Sir Clive Sinclair, courageous inventor of the pocket calculator and home computer who has just died, is best remembered in the car business for one of his more spectacular failures, the Sinclair C5 pedal-electric tricycle. 

I was around when the C5 was launched in January 1985, and apart from the singular experience of actually driving the vehicle (which I tried half a dozen times and found rather appealing) I remember two outstanding things — the ineptness of the Sinclair C5’s launch, rapidly followed its ferocious dismissal by a succession of sneering BBC TV reporters, who queued up to criticise the C5’s funny looks, meagre performance and the fact that it lacked weather protection (inexplicably, Sinclair chose to launch in January). 

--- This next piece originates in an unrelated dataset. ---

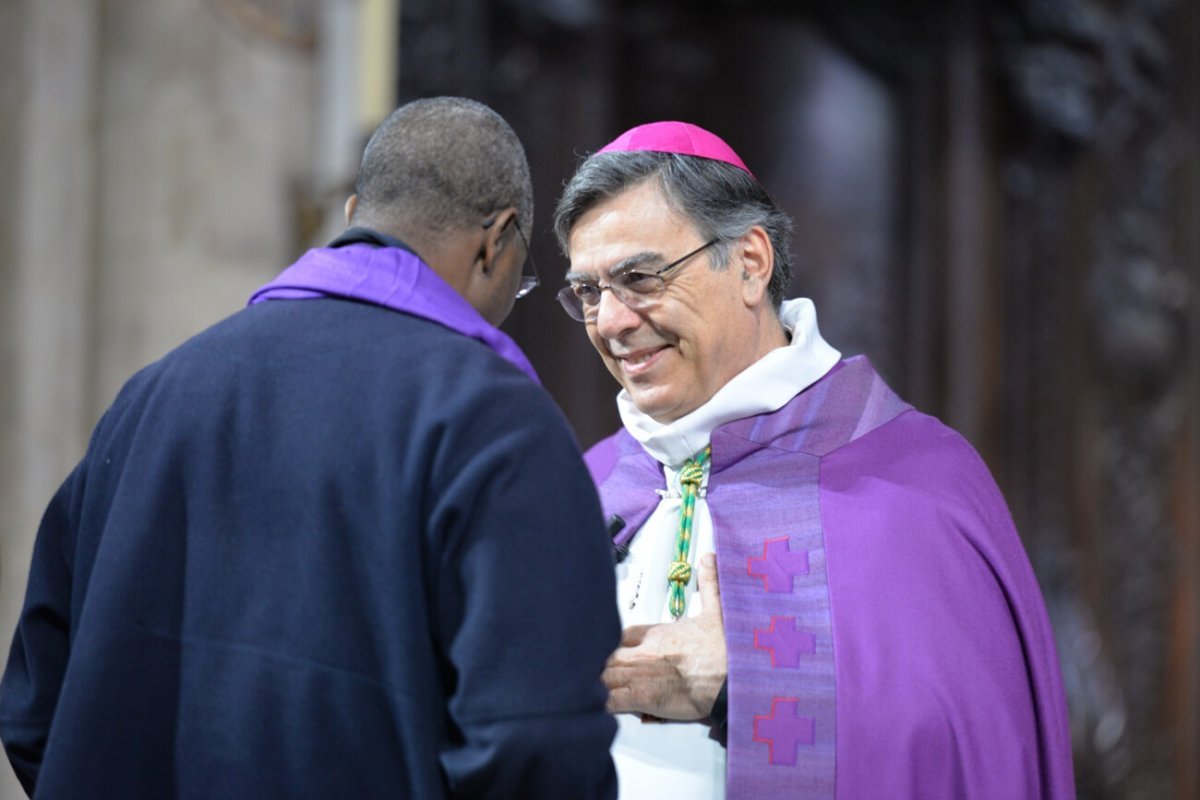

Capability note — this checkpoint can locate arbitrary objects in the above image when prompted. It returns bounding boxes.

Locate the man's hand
[602,553,727,720]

However, my most vivid recollection is the eye-level proximity of the massive wheel-nuts on red buses as I took my first test-drive through London, always enjoying the agility and mobility, always inches from disaster.

The actual concept of a part-electric recumbent single-seater made (and makes) a lot of sense. With the right kind of launch it might well have prospered in today’s world, so much more accepting of pedal-electric power and bicycle lanes for such vehicles’ use. But Sinclair’s people botched the launch. They promised us a car. They launched in winter. What popped out was disappointing and nowhere near as capable as the rumour-mill had suggested it would be. It was almost comically simple and small.

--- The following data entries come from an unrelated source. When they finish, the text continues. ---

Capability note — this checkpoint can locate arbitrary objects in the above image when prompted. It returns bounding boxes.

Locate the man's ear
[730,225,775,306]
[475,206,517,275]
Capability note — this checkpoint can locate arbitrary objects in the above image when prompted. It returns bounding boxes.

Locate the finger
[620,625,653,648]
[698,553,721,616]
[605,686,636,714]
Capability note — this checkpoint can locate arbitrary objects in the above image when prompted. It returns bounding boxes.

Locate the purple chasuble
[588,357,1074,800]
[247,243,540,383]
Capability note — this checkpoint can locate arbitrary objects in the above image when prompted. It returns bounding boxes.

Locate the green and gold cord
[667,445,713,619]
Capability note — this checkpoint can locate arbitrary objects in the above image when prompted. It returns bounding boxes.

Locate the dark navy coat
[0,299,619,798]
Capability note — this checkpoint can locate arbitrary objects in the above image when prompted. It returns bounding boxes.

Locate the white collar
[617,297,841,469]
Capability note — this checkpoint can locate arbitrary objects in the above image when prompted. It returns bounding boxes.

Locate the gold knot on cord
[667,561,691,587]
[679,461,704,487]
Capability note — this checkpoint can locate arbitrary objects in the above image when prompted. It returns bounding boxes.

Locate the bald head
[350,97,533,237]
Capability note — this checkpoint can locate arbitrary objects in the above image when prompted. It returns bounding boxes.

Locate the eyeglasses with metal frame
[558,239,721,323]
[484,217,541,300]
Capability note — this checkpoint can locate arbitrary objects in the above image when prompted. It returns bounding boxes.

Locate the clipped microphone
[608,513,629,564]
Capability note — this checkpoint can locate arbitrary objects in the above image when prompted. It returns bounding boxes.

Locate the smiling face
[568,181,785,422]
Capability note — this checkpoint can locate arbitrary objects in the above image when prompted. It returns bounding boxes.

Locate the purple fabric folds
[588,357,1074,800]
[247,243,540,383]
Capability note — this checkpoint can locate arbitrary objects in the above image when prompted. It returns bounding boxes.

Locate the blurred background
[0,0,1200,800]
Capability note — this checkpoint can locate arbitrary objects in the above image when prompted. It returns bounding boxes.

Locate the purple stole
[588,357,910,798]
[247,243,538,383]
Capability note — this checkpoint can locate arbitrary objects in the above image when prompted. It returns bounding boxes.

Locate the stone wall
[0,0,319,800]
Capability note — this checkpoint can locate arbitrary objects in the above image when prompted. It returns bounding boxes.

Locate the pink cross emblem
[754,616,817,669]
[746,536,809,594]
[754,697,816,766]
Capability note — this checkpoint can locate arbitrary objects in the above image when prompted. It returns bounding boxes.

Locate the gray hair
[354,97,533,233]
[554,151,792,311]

But believe it or not, the Sinclair C5 was fun to drive; Lotus was involved in its chassis design. It felt amazingly swift in dense traffic. The handlebars-under-the-thighs steering worked well, the vehicle felt agile and stable, the 15mph top speed seemed plenty (until you noticed now uncomfortably quickly following traffic caught you) and there was even a chip-driven indicator to warn you to start pedalling because the lead-acid battery was getting hot. 

The range, billed at 20miles but only half-delivered, still seemed plenty. And the C5 was quite affordable, though you had to pay extra for a horn, turn indicators and a “visibility mast” so Sir Clive could keep the price under £399.

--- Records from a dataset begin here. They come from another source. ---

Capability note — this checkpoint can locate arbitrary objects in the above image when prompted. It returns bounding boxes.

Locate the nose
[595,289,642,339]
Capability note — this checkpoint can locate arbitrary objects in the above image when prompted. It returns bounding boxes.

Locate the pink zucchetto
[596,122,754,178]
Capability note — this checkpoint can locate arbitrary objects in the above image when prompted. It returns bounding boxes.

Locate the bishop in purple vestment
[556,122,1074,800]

The biggest problem, something that scuppers many a promising product, was that people simply couldn’t see themselves using it, however bold, affordable and innovative. It looked instantly dangerous and, worse, deeply uncool. Potential users saw only potential accidents and the derision of others. Having started in January, C5 production ceased in August. Only 14,000 C5s were made, and more than half were unsold by the end of production. Now a pristine example can fetch £5000. Funny how the world turns.